Cette passe d’armes est le dernier acte d’un affrontement qui a démarré le 12 février, lorsqu’un mouvement de grève a été lancé sur tous les sites de Neuhauser, pour demander des augmentations salariales afin de faire face à l’inflation. La grève a été particulièrement suivie à Folschviller, le fief de Christian Porta. Durant cette journée, la direction a envoyé à l’ensemble des salarié·es du site un courrier dans lequel elle se disait prête à envisager « avec [les soutiens du syndicaliste] leur sortie de l’entreprise dans les meilleurs délais ».

Cinq jours avant cette grève, la direction avait aussi envoyé à Christian Porta une convocation pour l’entretien disciplinaire qui débouchera finalement sur son licenciement. La convocation était assortie d’une période de mise à pied conservatoire, avec interdiction d’accéder aux locaux de l’entreprise.

La société a même embauché des agents de sécurité pour empêcher le délégué CGT d’accéder au site. Dès le 8 février, assistés par la gendarmerie, ils lui en ont interdit l’entrée. Le syndicaliste, qui assure avoir été « intimidé physiquement » à cette occasion, a aussi saisi la justice en urgence sur ce point.
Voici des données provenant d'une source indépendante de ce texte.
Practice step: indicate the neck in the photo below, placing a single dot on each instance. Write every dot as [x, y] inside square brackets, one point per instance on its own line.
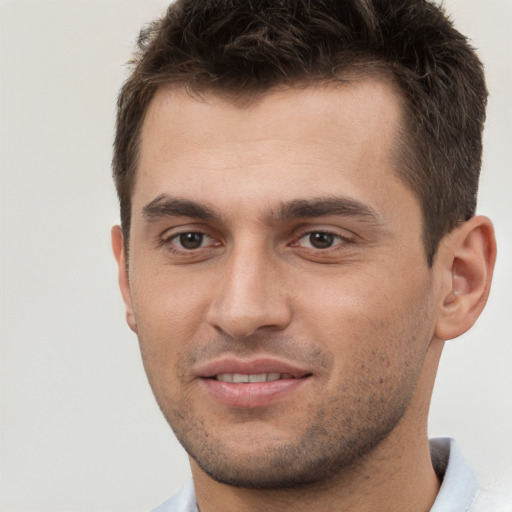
[397, 476]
” Des salariés sont partis de la salle d’audience quand ils ont vu la direction, par peur des représailles.”

Christian Porta

Et le 16 février, le tribunal judiciaire de Sarreguemines lui a donné raison, jugeant que l’interdiction qui lui était faite « d’accéder et de circuler sur les sites […] port[ait] atteinte à l’exercice de ses droits syndicaux ». Le tribunal a aussi estimé que « les allégations de harcèlement moral » portées par la direction « ne sont corroborées par aucun élément probant ».

En parallèle, des élu·es du personnel avaient déposé un droit d’alerte dans l’entreprise et exigé l’ouverture d’une enquête pour « harcèlement discriminatoire » envers leur camarade. Et l’inspection du travail a également déjà rappelé plusieurs fois à l’ordre la direction pour des entraves au mandat syndical du délégué CGT.

À la sortie de l’audience du 10 mai, à laquelle il assistait en son nom propre, mais aussi en tant que secrétaire général de l’union locale CGT de Saint-Avold, Christian Porta s’est dit « très satisfait »« Ils disent que je suis harceleur, mais le harcèlement, il est dans les 500 000 euros d’huissier dépensés par la direction pour me surveiller » – un chiffre contesté par la direction de l’entreprise. « Il y a des salariés qui sont partis de la salle d’audience quand ils ont vu la direction, par peur des représailles », dénonce le syndicaliste.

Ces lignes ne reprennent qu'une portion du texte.